We next used Cdx2 knockout embryos to identify genes whose expression level depends on CDX2. Cdx2 is first activated at E2.5 at 8-cell stage. Cdx2 null embryos die at around E4.5: they still form a blastocoel but fail to maintain blastocyst integrity10,20. In order to characterize Cdx2 functional targets in vivo, we applied high throughput micro-fluidic qPCR gene expression profiling on E3.75 blastocysts from Cdx2 +/− crosses. In total, 27 blastocysts were assayed against 176 genes selected by the availability of Taqman probes, as well as lineage specific markers defined in our previous work16. 6 out of 27 embryos do not have any detectable Cdx2 mRNA (Fig. 2a, and Supplementary Table S2). These embryos also have significantly higher Neo expression, which was used to replace the Cdx2 alleles. These embryos were designated as Cdx2−/− embryos. In addition, 4 embryos had negligible Neo levels: these were designated as wild-type embryos. As shown in Fig. 2a, expression of Pou5f1, Nanog and Sox2 in the 6 Cdx2 null embryos were up-regulated comparing to the heterozygous and wild-type, suggesting that CDX2 is required to repress ES pluripotent markers during early embryogenesis. The expression of the TE marker Gata3 is unperturbed, consistent with a previous study demonstrating that Cdx2 regulates trophoblast development in parallel to Gata3 13. In total, more than 50 percent of all assayed genes show reproducibly altered gene expression levels in the Cdx2 null blastocysts. The hierarchical clustering of gene expression profiles of the 27 blastocysts clearly demonstrated that the 6 Cdx2 knockout blastocysts exhibited distinct global gene expression patterns (Fig. 2b).

Figure 2
figure 2

Identification of Cdx2 functional targets in vivo from E3.5 Knockout blastocysts. (a) qPCR analysis of E3.75 blastocysts derived from Cdx2 heterozygous intercrosses. Each bars represents one blastocyst. All expression levels are normalized against endogenous control Actb. The order of the embryos is sorted according to Cdx2 expression. (b) Hierarchical clustering of expression profiles of all analyzed individual blastocysts. (c) Expression correlation map of different genes to Cdx2. X-axis indicates gene correlation with Cdx2 in single cells harvested from ~E3.75 wild type embryos. Y-axis indicates gene correlation with Cdx2 in E3.75 blastocysts harvested from Cdx2+/− intercrosses. See text for discussion of cluster 1, 2, and 3.

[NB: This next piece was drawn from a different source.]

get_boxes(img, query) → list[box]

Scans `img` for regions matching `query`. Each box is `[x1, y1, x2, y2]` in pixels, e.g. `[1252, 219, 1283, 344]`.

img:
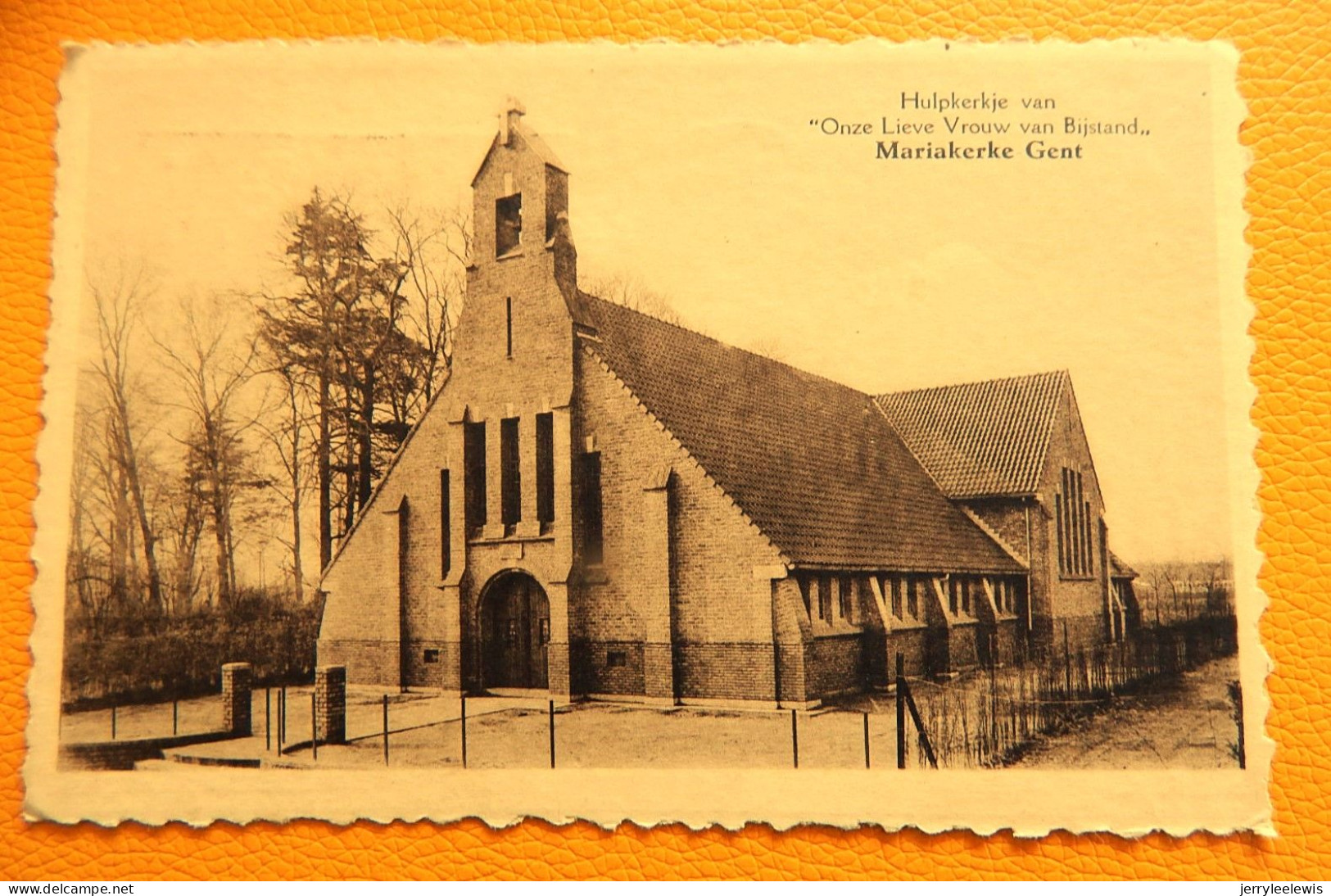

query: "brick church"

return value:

In order to reveal the hierarchy of CDX2-regulated gene expression, we generated single cell expression profiling data from the wild-type E3.75 blastocyst using our previous methods16 and plotted genes according to their correlation with Cdx2 in both single cell data and the knockout blastocyst data (Fig. 2c). Based on the 2D plot, there are mainly three groups of genes that are of interest. The first group of genes are highly correlated with Cdx2 expression and thus can be confirmed as being positively regulated by CDX2. The second group of genes are independent of Cdx2 activation, however they are specific to the CDX2-positive TE, which indicates they function in parallel with Cdx2. Finally, the third cluster genes include most of ICM pluripotent markers that are negatively regulated by Cdx2. Our results clearly demonstrate that Cdx2 activates the TE transcriptional program and represses the pluripotent network during blastocyst formation.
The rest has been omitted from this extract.